Она стояла не шевелясь, спокойно наблюдая, как медленно разламываются стекла под ногами детей, покрываясь перед этим многочисленными трещинами, как пролетают осколки, очевидно, калеча — ноги, руки, тела. Только не было звука, словно его выключили зачем-то и поэтому никто не кричал. А потом прорвался звук, время вернуло свой бег, и — все кончилось. Площадка перед школой была усыпана осколками стекла так плотно, что практически не виден был асфальт. И — посреди этого безумия, стояла молчащая шеренга детей. Им некуда было ступить, потому что вокруг их ног плотным слоем лежали осколки большие, маленькие, средние…
Она рванулась к ближайшей к себе девочке, стала ощупывать ее, трясти, поднимать платье, бесконечно спрашивая: «Тебе больно? Где больно?» Ребенок смог говорить через несколько минут, едва оправившись от шока и странно заглядывая в ее лицо. «Ты знаешь? Знаешь, что случилось? Ты — ЗНАЕШЬ? Меня не должно быть, а я есть. Я — запомню. Никогда не забуду!» — говорили глаза ребенка. А она молча отвечала — «Молчи, только молчи.

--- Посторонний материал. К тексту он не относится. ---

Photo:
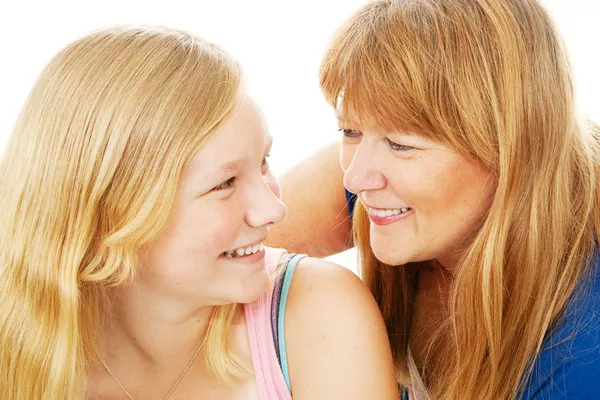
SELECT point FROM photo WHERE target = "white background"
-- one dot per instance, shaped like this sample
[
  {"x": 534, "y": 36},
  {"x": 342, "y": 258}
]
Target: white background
[{"x": 278, "y": 42}]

Никто и никогда…» «Никто и никогда из нас не расскажет. Но мы — будем помнить. Всегда. Всю жизнь. Как ты спасла нас,» — подхватывали глаза, устремленные на нее. Ей хотелось кричать: «Нет! Я — едва не погубила вас. Неосторожностью, недодумала…» — «Ты — спасла нас!» — спорили глаза.
Подбегали другие вожатые, из подъезда выбежала завуч, воспитатели. А она — уже все поняла. Потому что, когда девочка сделал шаг, осколки ровным слоем лежали под ее ногами! Словно и не было над ними никаких ног. Четырнадцать ребятишек сошли с места и — не осталось на асфальте — никаких следов…
Когда завуч, довольная и счастливая, подошла к ней и сказала, что никто не пострадал — она нисколько не удивилась. Ни одной царапины не было ни на одном ребенке. Так и должно было быть.
— Сколько бы пострадало тогда детей? Ты знаешь? — спросила женщина Мальгрума.
— Ну, наконец, вы соизволили заговорить! Восемь бы из них погибли…
— Та девочка?
— Осталась бы инвалидом. Ей бы перерезало осколком ногу.
— Спасибо. Спустя столько лет могу тебе это сказать.
— Не за что. Вы бы не смогли этого пережить. Такая вина искалечила бы вас навсегда. Моя задача — чтобы вы излишне не страдали.
— И именно поэтому ты убил меня так не вовремя, когда все было хорошо, чтобы не причинять лишних страданий? — спросила она с иронией.
— Много часов я пытаюсь вам объяснить, почему это необходимо, но вы не желаете слушать.
— Я слушаю. — Она покорно наклонила голову.
— Я начну издалека.
— А вот этого — не нужно. Уже несколько часов ты морочишь мне голову! Почему именно сейчас? Много раз мне не хотелось жить, много раз я могла погибнуть, если бы ты не вмешивался. И вдруг — теперь?
— Вы же ничего не поймете!
— Я постараюсь понять, — выделяя каждое слово, сказала женщина.
— Несколько суток назад я разговаривал с вашим братом.
— У меня есть брат? — изумленно спросила женщина.
— Я же говорю — вы ничего не поймете.
— Хорошо, — сдалась женщина. — Рассказывай как хочешь, только не тяни, ладно?
— Вы должны прежде узнать, кто вы и что вы. Только потом вы сможете понять, что нужно делать. Вы — потомок двух древнейших во Вселенной цивилизаций — Тийомцев и Ранитов. Ваша мать — королева Тийомы…
— У вас есть короли? — спросила женщина с насмешкой. — То есть власть переходит по наследству, от отца к сыну?
— Нет. Власть на Тийоме переходит к существу с наибольшей степенью сложности организма.
— Тогда это — не монархия. — Она мысленно пожала плечами.